Tuesday 25 August 2009

The birds and the bees?

Wow, I haven't posted anything since May.
That either means I haven't been inebriated since May (which we all know would be a lie), or I have had decidedly better things to do since May.
It's been the latter.
I have decided that I shall continue in my blogging adventure while my wonderboy is off seeing the sights in The US of A, so that when he comes back I can look back at my pitiful excuse of a life without him here and rejoice at having him back. OR to show him while he's away and make him jealous of the awesome time I'm having without him. That all depends on 1. What I do while he's away and 2. What lies I tell about what I do while he's away..

So far, since he has been away, I spent the Monday night that he left watching a stupid chick flick (How to lose a guy in 10 days has to be the worst film I've ever watched that has still made me cry), eaten half a massive bar of Dairy Milk, sat up til 3am watching flights from Paris land safely in Boston, and cried ever so slighty. Today I ate the other half of the Dairy Milk, double checked that the flight had indeed landed safely, read nearly half of Derren Brown's book (while testing most of the tricks on myself), wrote countless e-mails to the wonderboy, dressed Eeyore up in my underwear, tidied my room from top to bottom, looked into becoming a cam girl..

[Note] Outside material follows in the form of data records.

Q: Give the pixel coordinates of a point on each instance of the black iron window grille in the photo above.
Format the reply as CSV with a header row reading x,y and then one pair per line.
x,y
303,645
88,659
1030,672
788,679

Right, I'll pause there for a moment, because I must explain my reasoning behind this strange venture. I was looking into 'quick ways to make money on google' and besides talking dirty to random men on the phone, and meeting random men in real life to perform dirty acts, the third option was to do dirty things in front of men I neither had to see or talk to.

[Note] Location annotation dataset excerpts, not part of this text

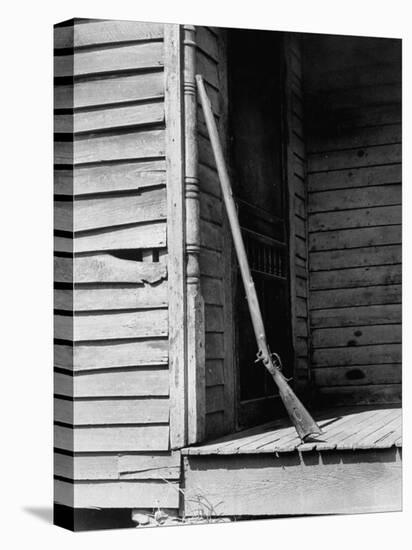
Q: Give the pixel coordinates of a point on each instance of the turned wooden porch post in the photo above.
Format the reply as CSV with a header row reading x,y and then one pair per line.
x,y
195,306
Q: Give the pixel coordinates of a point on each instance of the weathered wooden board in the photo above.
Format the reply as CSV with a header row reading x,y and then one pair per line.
x,y
360,395
104,268
355,177
105,411
103,91
359,257
109,439
211,208
356,336
117,494
111,298
353,238
358,355
119,383
358,374
368,115
118,466
211,235
109,326
264,485
340,199
364,217
214,318
214,345
359,75
109,118
356,316
111,354
215,399
357,277
94,33
83,180
144,55
102,211
150,235
356,137
363,296
209,181
208,68
214,372
207,42
134,145
355,157
211,263
212,290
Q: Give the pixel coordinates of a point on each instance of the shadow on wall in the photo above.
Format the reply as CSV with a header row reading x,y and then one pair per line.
x,y
44,513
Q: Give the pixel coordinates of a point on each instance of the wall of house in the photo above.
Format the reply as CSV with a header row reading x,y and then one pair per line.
x,y
111,268
216,262
353,115
295,166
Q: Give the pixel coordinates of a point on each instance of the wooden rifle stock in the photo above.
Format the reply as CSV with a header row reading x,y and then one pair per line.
x,y
302,420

It seemed like a hilarious idea, and far from actually wanting to do it, I thought I would research the pros and cons of 'flashing the gash' on cam. I read a few interviews from 'ex cam girls' who have said what a great moneyspinner it is (oh sorry, if it's so great why is it 'ex cam girls?'). I also went through the process of applying to be said cam girl, only to find that they required not only pictures of the face, but full body shots. Now, I'm sorry, if you've ever perused a cam girl site you will not fail to notice that there are all sorts of munters on there, from skinny little polish girls who want money for their vajers farm, to overweight, overzealous American's who NEED money for their next Maccy D's Fix.. Anyway, cut a long story short, I couldn't bear to degrade myself to this level of debauchery (or so I want wonderboy to think) and I continued with my day..

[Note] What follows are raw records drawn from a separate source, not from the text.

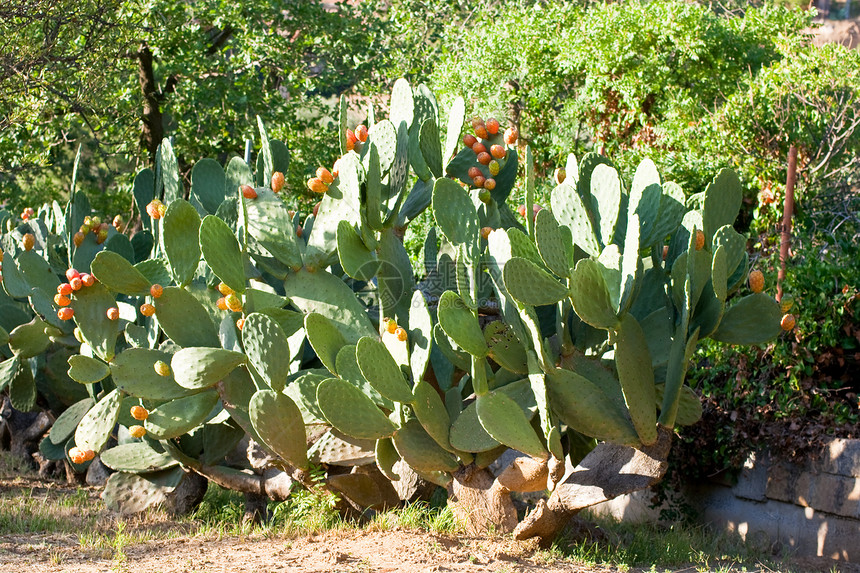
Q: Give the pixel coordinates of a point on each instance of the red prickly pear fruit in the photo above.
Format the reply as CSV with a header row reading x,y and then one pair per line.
x,y
139,413
756,280
325,175
317,185
137,431
162,368
278,181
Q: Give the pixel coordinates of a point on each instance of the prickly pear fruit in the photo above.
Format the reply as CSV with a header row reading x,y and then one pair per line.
x,y
756,280
325,175
137,431
278,181
162,368
139,413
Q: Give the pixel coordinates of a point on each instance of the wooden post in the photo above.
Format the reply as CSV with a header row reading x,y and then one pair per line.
x,y
787,212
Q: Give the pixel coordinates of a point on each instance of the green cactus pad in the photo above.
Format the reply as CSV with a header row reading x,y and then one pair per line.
x,y
326,294
267,348
461,325
184,320
723,198
279,423
637,377
421,451
504,420
552,244
209,184
381,370
90,305
28,340
580,404
87,370
136,457
116,273
386,457
179,240
222,253
133,373
270,224
357,260
468,435
752,320
454,212
590,295
689,405
505,348
528,284
174,418
350,411
97,424
431,412
198,368
325,339
65,425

The rest of my day went on talking to Wonderboy's mother, drinking beer with Zanna and Catherine and eating half of Zanna's chicken chow mein before crawling into bed, half cut and watching 'The Day After Tomorrow' -which could quite possibly be one of the most depressing films known to man!

While I was in my 'yard' talking to the wonderful Miranda and the ever delightful Catherine, we came across the subject of the 'Birds and the Bees'. Now, this is a common phrase, everyone knows what it means, and it tends to be something we only ever bring up in front of children who ask how they are made.
BUT do you actually know what the phrase means? Because, if we think about it, have you seen the size of even the smallest of birds compared to a bee? This is not something nature should take lightly.
I mean if there are actually birds fucking bees out there we should have some pretty strange hybird birbees out there right? (Notice how I spelt hybrid wrong there, I swear it was totally unintentional yet seems to work).
And if there are birds fucking bees then we must act on this, and stop those poor bees from being so totally violated. I mean, it would be like Rik Waller taking on Kate Moss, not only would it be painful, but the Waller-Moss babies would be truly disturbing.

So, we went on and looked into the 'Birds and Bees' theory on Wikipedia, and even that could share barely any light, other than to refer us back to an old shakespearean quote (go frikkin' figure). However, Shakespeare led us onto the old fail-safe of Shakespearean insults, and here are some of the best we found..
Thou clouted unchin-snouted fustilarian!
Thou puny fat-kidneyed vassal!
[Thou art] as fat as butter.
[Your] brain is as dry as the remainder biscuit after a voyage.

And so on and so forth. No, we don't know what half the words mean either, yet they made for a good giggle after a chinese and a couple of Kronies.

Alas, one is tired and must rest thy weary head (while some of us are living it up in the Cheers bar) and get some sleep.

Well, I say sleep, but this man that delivered the Chinese is so persistent on getting his head down (and I'm not talking on the pillow) that I best dash.

Haha, Wonderboy knows I love him really.